Y eso que el grillus campestris es torpón. Salta, pero poco. Solo hay que buscar su madriguera y esperar, aunque despista con su canto al variar la longitud de onda del chirrido ante la menor amenaza. Solo los machos cantan, para atraer a las hembras en celo. Lo hacen con nocturnidad y frotando las alas anteriores. Esas vibraciones las captan con órganos timpánicos abiertos en las patas delanteras. Los grillos son muy territoriales y agresivos, con duras peleas para defender sus conquistas.

El compañero Juan Carlos Martínez sí me ha transmitido su experiencia de capturar grillos. Y cómo fabricaba grileiras con una caña de escoba seccionada, a la que se colocaba un cristal ovalado en un extremo. También su aprecio por el grillo hogareño (Acheta domesticus), que sobrevive más al frío y canta de noche entre la leña, algo que también recogió Eladio Rodríguez, de la Real Academia Galega, en su Diccionario enciclopédico (Galaxia, Vigo, 1960).

Eladio explica el dicho de andar ós grilos como «ocuparse en cosas inútiles, perder el tiempo en asuntos de escasa importancia». Pero, sin faltar a la ciencia entomológica, supongo que algo de tradición oral o de fundamento tendría lo del «mexo de grilo». Aunque el personaje aquel no fuera consciente. Con el tiempo descubrimos que el grillo (hay cientos de especies), tiene de antiguo uso medicinal en muchas culturas, como otros insectos. Puede que para nuestros ancestros fuese mágico-medicinal o terapéutico, aunque hoy solo lo parezcan las abejas.

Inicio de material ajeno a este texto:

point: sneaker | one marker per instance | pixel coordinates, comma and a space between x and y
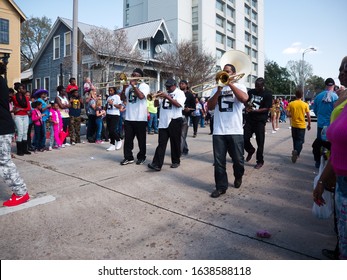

Quién sabe si las secreciones o emplastos de grillo sirvieron de cura, tal como lo documentó la Sociedad Entomológica Aragonesa en pueblos de México o Brasil. Está en la farmacia asiática, pues allí es objeto de activo comercio, fauna mitológica y de amuleto. Plinio ya les atribuía virtudes medicinales y la entomoterapia constata su uso para tratar reumas, asma, niños que orinan en la cama, inflamaciones... al poseer sustancias de acción antimicrobiana o antiinflamatoria.

Recientemente, biólogos de la universidad británica de Exeter estudiaron los grillos ante el cambio climático. No investigan el clásico truco de calcular la temperatura ambiente contando los chirridos por segundo. Montaron en un prado asturiano un auténtico Gran Hermano con un circuito de 96 cámaras y micrófonos para ver el comportamiento de 152 grillos. Tomaron ADN y grabaron salvajes batallas para conquistar madrigueras y hembras. 250.000 horas de vídeo de luchas, apareamientos y descendencias, con una promiscuidad de telenovela. Más que una grileira, un culebrón. Parece ser que los que más cantan, son más fuertes y saludables. Tomemos nota.